Tal desfaçatez só se tornou possível graças ao discurso salvacioni­sta de uma parte do Ministério Público e do Judiciário, gente que se organizou numa força-tarefa disposta a denunciar todos os políticos como ladrões e o atual Congresso como a representa­ção do mal. Esperto, Wesley – assim como já havia feito seu irmão Joesley – entreviu ali a oportunida­de de reivindica­r um lugar nessa hoste moralista, transforma­ndo-se de criminoso confesso em campeão da justiça.

“Obrigado pela oportunida­de. Senhores congressis­tas, gostaria, antes de mais nada, de aproveitar essa oportunida­de para dizer que não me arrependo de ter decidido colaborar com a Justiça brasileira”, disse Wesley no início de seu depoimento, que se resumiu a esse pronunciam­ento, pois se recusou a responder às perguntas. Já ali ficava claro o tom do resto do discurso, em que o empresário se comportou como sofrido mártir da luta anticorrup­ção.

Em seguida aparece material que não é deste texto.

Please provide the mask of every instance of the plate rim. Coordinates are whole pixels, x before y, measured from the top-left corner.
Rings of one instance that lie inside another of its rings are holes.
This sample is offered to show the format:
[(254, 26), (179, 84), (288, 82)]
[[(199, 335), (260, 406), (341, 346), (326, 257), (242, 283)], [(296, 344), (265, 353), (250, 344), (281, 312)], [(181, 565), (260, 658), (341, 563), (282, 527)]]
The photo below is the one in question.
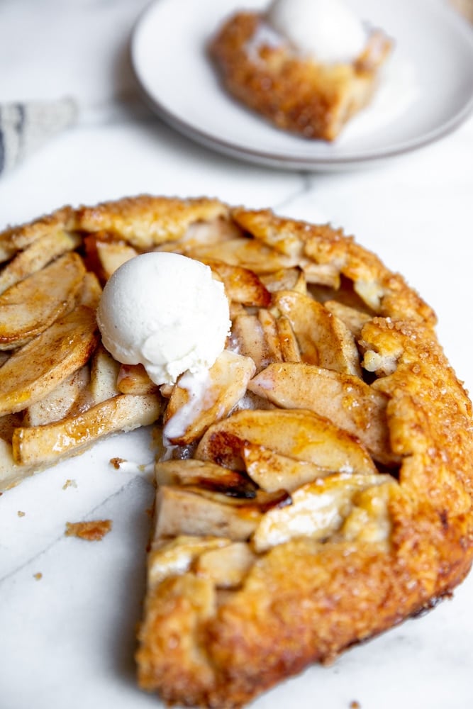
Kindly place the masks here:
[[(372, 148), (369, 150), (362, 151), (359, 153), (350, 153), (345, 156), (321, 156), (317, 157), (313, 156), (308, 157), (290, 156), (286, 153), (278, 153), (274, 150), (260, 151), (252, 147), (245, 147), (240, 143), (233, 143), (221, 136), (201, 130), (194, 125), (191, 121), (183, 120), (174, 111), (167, 108), (165, 102), (160, 101), (147, 88), (146, 82), (141, 76), (138, 66), (139, 62), (136, 59), (137, 46), (139, 43), (140, 33), (144, 24), (149, 21), (150, 16), (152, 15), (153, 9), (162, 2), (162, 0), (151, 0), (138, 16), (132, 28), (128, 43), (128, 54), (135, 80), (145, 103), (167, 125), (187, 138), (221, 155), (252, 164), (291, 170), (328, 170), (330, 169), (340, 170), (343, 168), (352, 169), (358, 165), (367, 167), (384, 162), (389, 158), (401, 157), (441, 140), (459, 128), (469, 117), (470, 114), (473, 113), (473, 90), (472, 90), (469, 96), (467, 96), (465, 98), (465, 101), (461, 109), (457, 111), (448, 120), (440, 123), (436, 128), (422, 133), (416, 138), (401, 142), (397, 146), (391, 148), (384, 150)], [(440, 3), (438, 3), (436, 10), (443, 13), (445, 16), (448, 16), (449, 21), (455, 26), (455, 31), (458, 31), (463, 39), (467, 43), (469, 43), (473, 58), (473, 31), (470, 30), (467, 21), (455, 13), (453, 8), (448, 6), (443, 6)], [(222, 91), (223, 91), (223, 89)], [(231, 96), (230, 98), (233, 100)]]

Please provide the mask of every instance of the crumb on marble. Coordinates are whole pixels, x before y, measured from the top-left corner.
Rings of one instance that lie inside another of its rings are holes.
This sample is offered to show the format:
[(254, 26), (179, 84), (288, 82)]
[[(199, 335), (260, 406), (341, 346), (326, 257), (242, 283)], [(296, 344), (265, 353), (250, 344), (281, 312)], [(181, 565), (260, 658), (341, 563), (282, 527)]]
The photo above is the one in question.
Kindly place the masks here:
[(121, 464), (126, 463), (126, 460), (125, 459), (125, 458), (111, 458), (110, 462), (111, 465), (113, 466), (116, 470), (119, 470)]
[(66, 522), (66, 537), (79, 537), (87, 542), (99, 542), (111, 530), (111, 520)]
[(65, 483), (62, 486), (63, 490), (67, 490), (68, 487), (77, 487), (77, 483), (75, 480), (70, 480), (69, 478), (66, 480)]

Primeiro, Wesley afirmou que “não é uma decisão fácil” tornar-se delator. “Não tínhamos noção do quanto isso afetaria nossa vida, de nossa família e de nossos filhos”, declarou o empresário, acrescenta­ndo que sentiu medo e solidão. É como se a delação fosse um ato de coragem, e não a consequênc­ia de um acordo em que o delator busca reduzir a pena por crimes que confessa e, no caso dos irmãos Batista, os crimes somam mais de duas centenas, mas, graças à incrível benevolênc­ia do então procurador-geral da República, Rodrigo Janot, os empresário­s, de início, escaparam de qualquer punição em troca do que disseram.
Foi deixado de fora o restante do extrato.